And this is where Advent’s absurdity is a profound and blessed gift to us.

Advent is honesty. Advent lets us go to those places of waiting and unearth them, hold them out in front of us, and cry out, “Come, Lord Jesus!” and “O that you would tear open the heavens and come down!” (Isaiah 64:9) Because when all the rest of the world would rush us out of our discomfort and shush us into cheer, Advent calls to us, Keep Awake. See the need, hold the sorrow, and sit in the waiting.

God has come; God is with us. At Christmas we will celebrate this astonishing and world-altering truth. And because Christ has come, the end is written. (Advent oozes eschatology.) We are the people of the promise; we wait for its fulfillment. Advent commissions us.

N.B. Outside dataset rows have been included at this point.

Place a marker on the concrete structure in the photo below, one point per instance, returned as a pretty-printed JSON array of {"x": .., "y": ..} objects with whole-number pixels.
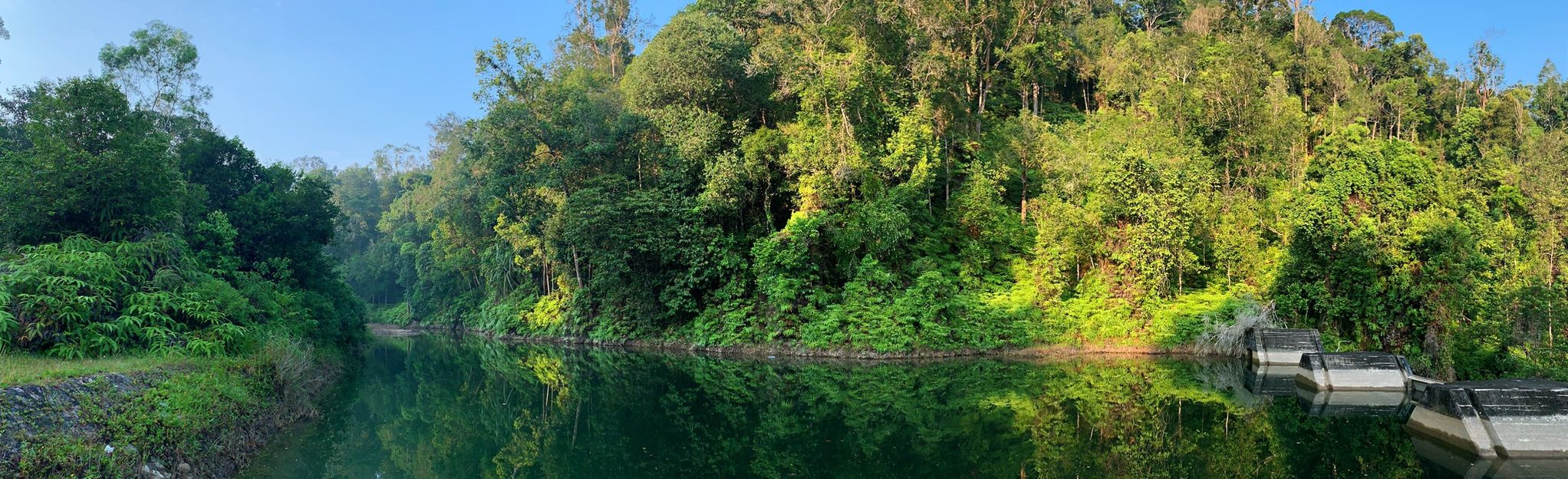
[
  {"x": 1441, "y": 461},
  {"x": 1363, "y": 404},
  {"x": 1280, "y": 346},
  {"x": 1360, "y": 371},
  {"x": 1270, "y": 379},
  {"x": 1498, "y": 418}
]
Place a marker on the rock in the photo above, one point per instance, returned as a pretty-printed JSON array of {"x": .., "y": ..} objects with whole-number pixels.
[{"x": 150, "y": 471}]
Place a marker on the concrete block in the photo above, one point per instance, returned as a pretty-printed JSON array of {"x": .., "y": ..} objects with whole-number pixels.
[
  {"x": 1496, "y": 418},
  {"x": 1281, "y": 346},
  {"x": 1359, "y": 371}
]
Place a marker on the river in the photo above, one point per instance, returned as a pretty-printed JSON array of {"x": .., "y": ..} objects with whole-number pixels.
[{"x": 471, "y": 407}]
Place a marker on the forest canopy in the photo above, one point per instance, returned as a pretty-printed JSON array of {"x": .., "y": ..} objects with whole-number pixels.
[
  {"x": 129, "y": 222},
  {"x": 971, "y": 175}
]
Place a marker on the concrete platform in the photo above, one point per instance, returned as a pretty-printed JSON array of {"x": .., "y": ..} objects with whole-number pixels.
[
  {"x": 1281, "y": 346},
  {"x": 1359, "y": 371},
  {"x": 1356, "y": 404},
  {"x": 1496, "y": 418},
  {"x": 1441, "y": 461},
  {"x": 1270, "y": 379}
]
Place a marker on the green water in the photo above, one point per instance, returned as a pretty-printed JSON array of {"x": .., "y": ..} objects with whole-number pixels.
[{"x": 443, "y": 407}]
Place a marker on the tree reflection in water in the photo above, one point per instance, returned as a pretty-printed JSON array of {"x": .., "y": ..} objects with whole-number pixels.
[{"x": 441, "y": 407}]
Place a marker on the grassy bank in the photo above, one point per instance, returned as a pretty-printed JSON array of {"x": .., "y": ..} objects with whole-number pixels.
[
  {"x": 33, "y": 369},
  {"x": 195, "y": 417}
]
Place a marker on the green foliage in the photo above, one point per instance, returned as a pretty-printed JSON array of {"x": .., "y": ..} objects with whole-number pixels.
[
  {"x": 914, "y": 177},
  {"x": 94, "y": 167},
  {"x": 120, "y": 240},
  {"x": 85, "y": 299}
]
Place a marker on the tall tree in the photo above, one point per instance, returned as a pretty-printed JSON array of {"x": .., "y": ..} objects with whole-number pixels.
[
  {"x": 157, "y": 71},
  {"x": 93, "y": 167}
]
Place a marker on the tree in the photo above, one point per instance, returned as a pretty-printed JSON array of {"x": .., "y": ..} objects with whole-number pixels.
[
  {"x": 93, "y": 167},
  {"x": 157, "y": 71},
  {"x": 1550, "y": 103},
  {"x": 1485, "y": 71},
  {"x": 1368, "y": 28}
]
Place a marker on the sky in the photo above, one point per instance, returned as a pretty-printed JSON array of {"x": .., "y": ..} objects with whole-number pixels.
[{"x": 341, "y": 79}]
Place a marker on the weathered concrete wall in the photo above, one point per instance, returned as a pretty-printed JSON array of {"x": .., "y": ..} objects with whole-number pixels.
[
  {"x": 1498, "y": 418},
  {"x": 1270, "y": 379},
  {"x": 1441, "y": 459},
  {"x": 1359, "y": 371},
  {"x": 1363, "y": 404},
  {"x": 1281, "y": 346}
]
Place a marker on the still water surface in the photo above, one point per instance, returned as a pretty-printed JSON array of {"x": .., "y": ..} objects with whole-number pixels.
[{"x": 447, "y": 407}]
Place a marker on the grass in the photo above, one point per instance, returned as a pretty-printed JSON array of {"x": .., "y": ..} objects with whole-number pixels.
[{"x": 33, "y": 369}]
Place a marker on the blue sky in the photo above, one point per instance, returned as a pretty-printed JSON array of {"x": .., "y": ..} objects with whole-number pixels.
[{"x": 341, "y": 79}]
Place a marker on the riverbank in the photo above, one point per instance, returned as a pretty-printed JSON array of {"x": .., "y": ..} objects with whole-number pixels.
[
  {"x": 1042, "y": 351},
  {"x": 189, "y": 418}
]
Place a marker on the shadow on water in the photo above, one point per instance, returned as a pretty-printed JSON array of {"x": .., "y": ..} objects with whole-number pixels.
[{"x": 443, "y": 407}]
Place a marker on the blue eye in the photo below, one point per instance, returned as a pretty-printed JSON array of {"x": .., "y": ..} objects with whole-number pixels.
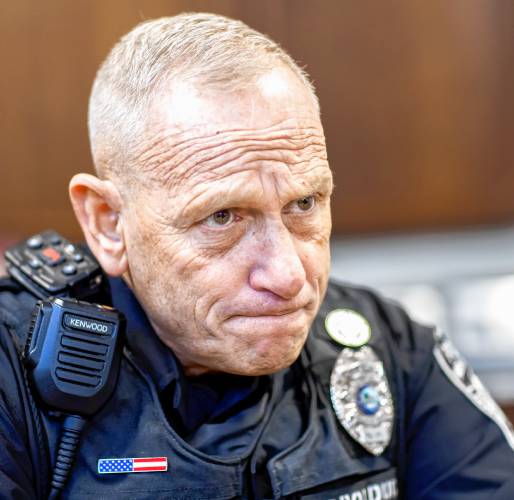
[{"x": 220, "y": 218}]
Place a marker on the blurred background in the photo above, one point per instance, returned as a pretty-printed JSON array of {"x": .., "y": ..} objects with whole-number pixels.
[{"x": 418, "y": 106}]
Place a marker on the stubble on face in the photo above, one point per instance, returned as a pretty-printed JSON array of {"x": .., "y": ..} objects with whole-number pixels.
[{"x": 238, "y": 296}]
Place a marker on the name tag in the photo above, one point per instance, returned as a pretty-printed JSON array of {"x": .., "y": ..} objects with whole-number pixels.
[{"x": 382, "y": 486}]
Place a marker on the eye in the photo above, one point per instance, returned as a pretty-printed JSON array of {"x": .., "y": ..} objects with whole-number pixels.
[
  {"x": 220, "y": 218},
  {"x": 303, "y": 204}
]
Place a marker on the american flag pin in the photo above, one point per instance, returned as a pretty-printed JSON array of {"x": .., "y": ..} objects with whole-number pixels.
[{"x": 126, "y": 465}]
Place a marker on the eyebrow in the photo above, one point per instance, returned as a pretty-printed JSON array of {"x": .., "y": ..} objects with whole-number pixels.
[{"x": 208, "y": 201}]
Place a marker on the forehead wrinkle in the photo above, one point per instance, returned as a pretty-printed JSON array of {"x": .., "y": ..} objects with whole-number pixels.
[
  {"x": 217, "y": 162},
  {"x": 171, "y": 149}
]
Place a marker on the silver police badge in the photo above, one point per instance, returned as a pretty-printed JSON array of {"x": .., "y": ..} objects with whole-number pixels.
[{"x": 361, "y": 398}]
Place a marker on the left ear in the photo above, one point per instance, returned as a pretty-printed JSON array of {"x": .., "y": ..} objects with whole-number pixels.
[{"x": 97, "y": 205}]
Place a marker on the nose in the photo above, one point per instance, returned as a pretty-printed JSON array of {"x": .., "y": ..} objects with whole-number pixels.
[{"x": 278, "y": 267}]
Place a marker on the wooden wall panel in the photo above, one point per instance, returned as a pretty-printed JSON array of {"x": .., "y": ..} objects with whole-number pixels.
[{"x": 416, "y": 96}]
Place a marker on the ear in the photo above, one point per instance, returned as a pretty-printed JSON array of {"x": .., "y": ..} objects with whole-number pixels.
[{"x": 97, "y": 205}]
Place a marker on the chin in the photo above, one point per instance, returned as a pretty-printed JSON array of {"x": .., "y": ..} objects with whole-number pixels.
[{"x": 266, "y": 363}]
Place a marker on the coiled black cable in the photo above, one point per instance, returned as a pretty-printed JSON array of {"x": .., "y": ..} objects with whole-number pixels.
[{"x": 67, "y": 448}]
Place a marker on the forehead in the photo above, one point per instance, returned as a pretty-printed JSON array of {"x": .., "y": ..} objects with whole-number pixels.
[{"x": 201, "y": 136}]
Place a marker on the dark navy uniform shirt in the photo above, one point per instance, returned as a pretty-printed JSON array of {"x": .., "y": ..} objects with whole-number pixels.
[{"x": 274, "y": 436}]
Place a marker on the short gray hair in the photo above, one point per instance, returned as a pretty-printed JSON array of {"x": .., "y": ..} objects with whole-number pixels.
[{"x": 200, "y": 48}]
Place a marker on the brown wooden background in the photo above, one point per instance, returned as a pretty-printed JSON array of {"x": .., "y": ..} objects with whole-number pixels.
[{"x": 417, "y": 98}]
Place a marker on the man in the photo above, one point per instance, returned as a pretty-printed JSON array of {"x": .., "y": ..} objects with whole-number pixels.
[{"x": 243, "y": 369}]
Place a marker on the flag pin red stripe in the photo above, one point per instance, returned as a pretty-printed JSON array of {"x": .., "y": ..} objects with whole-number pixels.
[{"x": 128, "y": 465}]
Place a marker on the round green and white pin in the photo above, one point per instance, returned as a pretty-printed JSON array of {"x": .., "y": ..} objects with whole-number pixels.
[{"x": 348, "y": 327}]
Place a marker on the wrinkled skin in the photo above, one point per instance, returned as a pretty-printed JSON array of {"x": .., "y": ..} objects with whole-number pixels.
[{"x": 227, "y": 238}]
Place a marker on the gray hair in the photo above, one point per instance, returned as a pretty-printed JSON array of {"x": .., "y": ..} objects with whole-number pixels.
[{"x": 205, "y": 49}]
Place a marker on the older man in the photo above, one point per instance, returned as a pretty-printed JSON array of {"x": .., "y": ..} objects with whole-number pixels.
[{"x": 210, "y": 214}]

We hold the waiting for a world that so desperately needs saving. We hold the promise on behalf of those who feel forsaken, and for ourselves in our own forsakenness. In Advent we become — all of us, but preachers most of all — the voices crying out in the wilderness, prepare the way of the Lord. We declare what we cannot see — or what we only see in glimpses: hope in the face of hopelessness, peace amidst conflict, joy in apathy, and all-forgiving love. We preach it and sing it and live like it’s true, because it is, even if we can’t always see it around us.

This Advent, let’s make our sanctuaries the places where we say it like it is. Where we sit in the darkness together and point to the light that is coming, already breaking through. Let’s let “Come Lord Jesus!” be a real cry that means something to our world and our families and our own selves. Let’s enter the absurdity this Advent.